Snapchat Officially Launches its New 'Snapchat+' Subscription Program

This is one way to boost your ‘average revenue per user’ stats.

A month after launching its new Snapchat+ subscription offering to users in predominantly western markets, Snap is now also making the option available in India – though at a much lower price point than the initial push.

Snapchat+, which offers exclusive access to new and experimental features, including alternative icons, profile badges, additional analytics and also a desktop version of the app, is available to users in the US, Canada, the UK, France, Germany, Australia, New Zealand, Saudi Arabia, and UAE for $US3.99 per month (or local equivalent).

But in India, Snapchat+ will be launched at a starting price of 49 – which converts to around $US0.62.

That seems like a fairly big discount, and according to reports, Snapchat+ in India will offer access to all the same features and tools that the general offering has.

So why so cheap?

Well, for one, it’s a different market, and Snap needs to price its offerings in line with the local economy. Snapchat+ also doesn’t cost Snap anything to produce, as such, as there are no production costs built in (other than system maintenance), so it has the flexibility offer variable price points, if it so chooses.


And as noted, it could crucially be a way for Snap to enhance its revenue per user stats, which, right now, reflect its strong reliance on the North American market for revenue.

Snapchat Q2 2022

If Snap can even that out, and show how it can become a more important, valuable platform in other markets, and make money from its presence, that could help to improve its market standing, while also bringing in additional revenue – which would also be income that’s not reliant on ad spend. And like all social apps, Snap’s ad revenue has taken a hit due to Apple’s ATT update.

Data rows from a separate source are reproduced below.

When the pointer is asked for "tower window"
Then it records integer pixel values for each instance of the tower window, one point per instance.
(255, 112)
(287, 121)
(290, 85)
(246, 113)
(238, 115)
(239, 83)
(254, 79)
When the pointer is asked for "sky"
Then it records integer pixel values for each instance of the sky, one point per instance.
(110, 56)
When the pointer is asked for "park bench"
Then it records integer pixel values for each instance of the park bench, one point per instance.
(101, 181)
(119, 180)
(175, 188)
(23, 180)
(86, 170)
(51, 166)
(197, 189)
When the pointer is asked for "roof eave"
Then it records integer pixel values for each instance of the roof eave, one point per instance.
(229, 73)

It seems like a logical and sensible approach, helping to make the app more sticky with Indian users, and ideally, increasing adoption and revenue intake in another key region.

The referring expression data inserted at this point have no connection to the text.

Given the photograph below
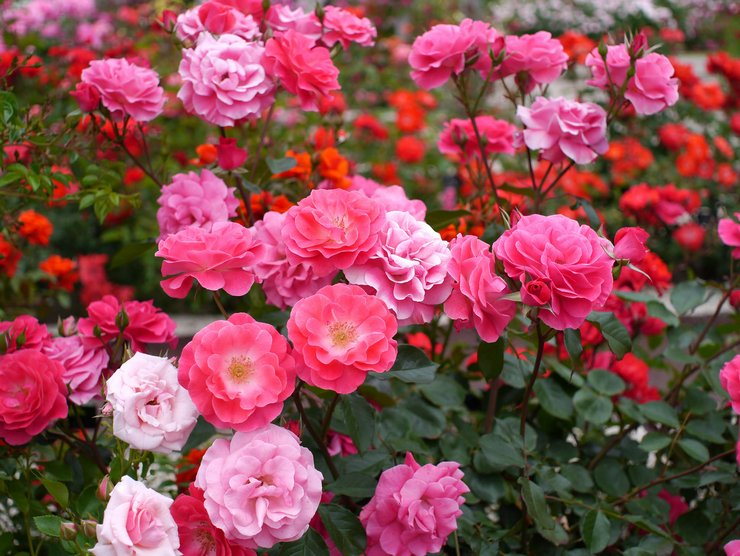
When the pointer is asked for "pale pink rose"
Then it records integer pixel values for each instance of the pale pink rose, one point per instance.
(414, 508)
(238, 372)
(222, 257)
(304, 70)
(137, 521)
(408, 271)
(477, 292)
(445, 50)
(193, 199)
(125, 88)
(284, 283)
(224, 79)
(563, 128)
(260, 487)
(83, 366)
(151, 411)
(570, 259)
(332, 229)
(345, 27)
(340, 334)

Snap has seen significant growth in India since it upgraded its Android app back in 2019. Android is by far the most popular OS in the Indian market, and as local connectivity and tech continues to evolve, that’s also opened the door for Snapchat to establish a bigger local presence, while the banning of TikTok in 2020 also pushed Indian users to find alternatives, further enhancing Snap’s appeal.

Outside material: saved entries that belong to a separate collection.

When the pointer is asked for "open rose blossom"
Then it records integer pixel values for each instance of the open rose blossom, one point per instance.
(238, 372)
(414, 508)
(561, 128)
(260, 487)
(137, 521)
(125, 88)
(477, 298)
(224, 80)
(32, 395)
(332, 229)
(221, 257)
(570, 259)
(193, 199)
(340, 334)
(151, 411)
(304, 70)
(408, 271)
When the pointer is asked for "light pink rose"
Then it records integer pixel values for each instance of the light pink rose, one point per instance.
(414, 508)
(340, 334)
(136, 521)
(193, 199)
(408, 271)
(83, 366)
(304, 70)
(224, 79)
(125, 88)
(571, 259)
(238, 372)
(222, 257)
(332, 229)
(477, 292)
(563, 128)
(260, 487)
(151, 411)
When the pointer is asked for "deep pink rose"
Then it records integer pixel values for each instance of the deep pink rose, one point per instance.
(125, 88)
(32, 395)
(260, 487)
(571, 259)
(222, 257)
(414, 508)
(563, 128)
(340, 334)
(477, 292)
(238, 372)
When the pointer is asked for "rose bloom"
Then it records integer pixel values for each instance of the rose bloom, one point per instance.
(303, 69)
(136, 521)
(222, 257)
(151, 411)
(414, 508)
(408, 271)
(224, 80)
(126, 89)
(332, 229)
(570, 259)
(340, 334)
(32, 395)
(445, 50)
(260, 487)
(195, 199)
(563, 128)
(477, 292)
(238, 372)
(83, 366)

Indeed, Snapchat is now reportedly up to 144 million daily actives in the Indian market, overtaking the US (108m) as its top country by user adoption – so while it’s not the highest earning region for the company, it is now, arguably, the most important, which is why the expansion of Snapchat+ makes sense.

And while western users may be annoyed that they have to pay more for these features, it could be a clever push by Snap, which could end up paying off big time for the app.